Anyone have any idea as to a timeline when we might expect to see some compatability with VMWare vSphere4?
I recently upgraded ESX 3.5 to ESX 4 to test its compatability with DSS and it seems that they re-wrote their iSCSI stack code and there is some funky stuff going on.
I get dropped connections to LUNs and many path failures and reservation conflicts on the 4.0 server. When it occurs and the LUN mapping is dropped, the ESX 3.5 loses connection to it as well.
I can help the cause by providing Open-E access to my production ESX4 and DSS servers, just let me know.
Thanks for providing us the use of your systems; we may need to back into that later. I did look at your logs and would like to verify some things concerning your Bond. Looks like Eth 2 and 3 have different speeds sets. This can cause issues and are these NIC's the same in terms of chips sets? We noted in the release notes that when using bonding to run a stress test with different chipset as we have seen issues also the speed difference can do this as well. Check the switch or force the speed in the Console from the Console Tools menu in the Modify driver settings. Then test again. Also you might want to change the iSCSI Daemon settings from the link below as I see PDU issues from the dmesg logs. More information about PDU can be found by Google.
This happens for LUN 1,2 and 3
iscsi_trgt: data_out_start(1037) unable to find scsi task 4f1b11f 8a93
iscsi_trgt: cmnd_skip_pdu(454) 4f1b11f 1e 0 4096
Try to set the in the console the following:
Ctl-Alt-W
Select Tuning Options
Select iSCSI Daemon options
Select Target Options
Select a target
Set MaxRecvDataSegmentLength and MaxXmitDataSegmentLength to 65536.
Response from someone in the VMWare community regarding my uploaded VMKernel Logs:
__________________________________________________ _______
There seems to be an issue with storage:
Jun 3 01:01:18 vmhost-1 vmkernel: 3:15:42:27.023 cpu4:4239)WARNING: iscsi_vmk: iscsivmk_TaskMgmtAbortCommands: vmhba33:CH:0 T:1 L:2 : Abort task response indicates task with itt=0x1107006 has been completed on the target but the task response has not arrived ...
Jun 3 01:01:18 vmhost-1 vmkernel: 3:15:42:27.272 cpu4:4239)WARNING: iscsi_vmk: iscsivmk_ConnSetupScsiResp: vmhba33:CH:0 T:1 CN:0: Task not found: itt 17854470
17854470(dec)=110700(hex)
1- There is an IO timeout (i.e storage is not responding to IO on time) which cases ESX iSCSI initiator to send an abort for that IO.
2- It appears that the storage responds to that with "task does not exist" but later the storage sends response the IO task.
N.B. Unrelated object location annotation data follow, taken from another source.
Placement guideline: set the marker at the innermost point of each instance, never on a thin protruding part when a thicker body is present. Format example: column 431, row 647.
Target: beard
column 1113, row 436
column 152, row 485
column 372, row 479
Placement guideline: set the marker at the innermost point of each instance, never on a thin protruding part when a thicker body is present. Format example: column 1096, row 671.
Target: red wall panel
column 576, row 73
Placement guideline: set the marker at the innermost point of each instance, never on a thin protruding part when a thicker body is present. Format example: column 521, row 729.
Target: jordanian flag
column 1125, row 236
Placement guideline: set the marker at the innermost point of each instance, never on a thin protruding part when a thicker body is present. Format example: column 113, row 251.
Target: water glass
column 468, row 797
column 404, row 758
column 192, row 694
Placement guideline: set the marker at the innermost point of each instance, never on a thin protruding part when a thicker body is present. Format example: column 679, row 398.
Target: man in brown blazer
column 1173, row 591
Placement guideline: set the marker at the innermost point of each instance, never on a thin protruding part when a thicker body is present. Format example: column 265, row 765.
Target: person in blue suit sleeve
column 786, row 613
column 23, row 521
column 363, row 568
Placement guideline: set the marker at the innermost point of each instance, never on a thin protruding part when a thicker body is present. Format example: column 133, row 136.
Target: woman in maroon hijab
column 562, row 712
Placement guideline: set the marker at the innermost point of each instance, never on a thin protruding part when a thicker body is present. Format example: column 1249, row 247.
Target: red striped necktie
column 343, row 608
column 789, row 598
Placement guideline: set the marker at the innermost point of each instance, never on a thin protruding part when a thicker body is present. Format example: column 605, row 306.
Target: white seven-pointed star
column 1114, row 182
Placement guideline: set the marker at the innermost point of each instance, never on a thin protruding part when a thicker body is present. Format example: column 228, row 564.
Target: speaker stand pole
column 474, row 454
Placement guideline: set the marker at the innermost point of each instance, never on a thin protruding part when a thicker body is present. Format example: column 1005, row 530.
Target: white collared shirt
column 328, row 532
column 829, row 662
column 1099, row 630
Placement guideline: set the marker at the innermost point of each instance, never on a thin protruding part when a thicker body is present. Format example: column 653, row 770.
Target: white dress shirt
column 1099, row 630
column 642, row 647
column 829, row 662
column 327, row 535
That is in violation of iSCSI protocol and ESX initiator drops the connection. This seems to keep happening very often.
ESX 3.5 s/w iscsi initator would just ignore that case but ESX 4 initiaror is very strict about protocol violation.
It appears you are using Open-E DSS, I do not think it is certified with ESX4 yet. Could you post the version of DSS you are using ?.
Thanks for the looking into this - I have forwarded this to engineers to verify. We are watching this thread. Also send me new logs once the changes have been made from the tuning options.
We too are facing a similar scenario; however we have not upgraded our ESX environment to vSphere 4.0 as I noticed they were not on the HCL for vSphere 4.0 Storage. However I really want to be able to upgrade to vSphere 4.0 so I am hoping they can resolve your issue and get recertified. However, I was not to optimistic on the speed of this happening as I was told by support that they may look at testing and recertifying sometime later this year, but as of yet no testing had been done with vSphere 4.0. I am going to continue to monitor your thread for progress resolving this issue. Hopefully since you already on vSphere 4 and need DSS to be compatible it doesn’t take until the end of the year to get that.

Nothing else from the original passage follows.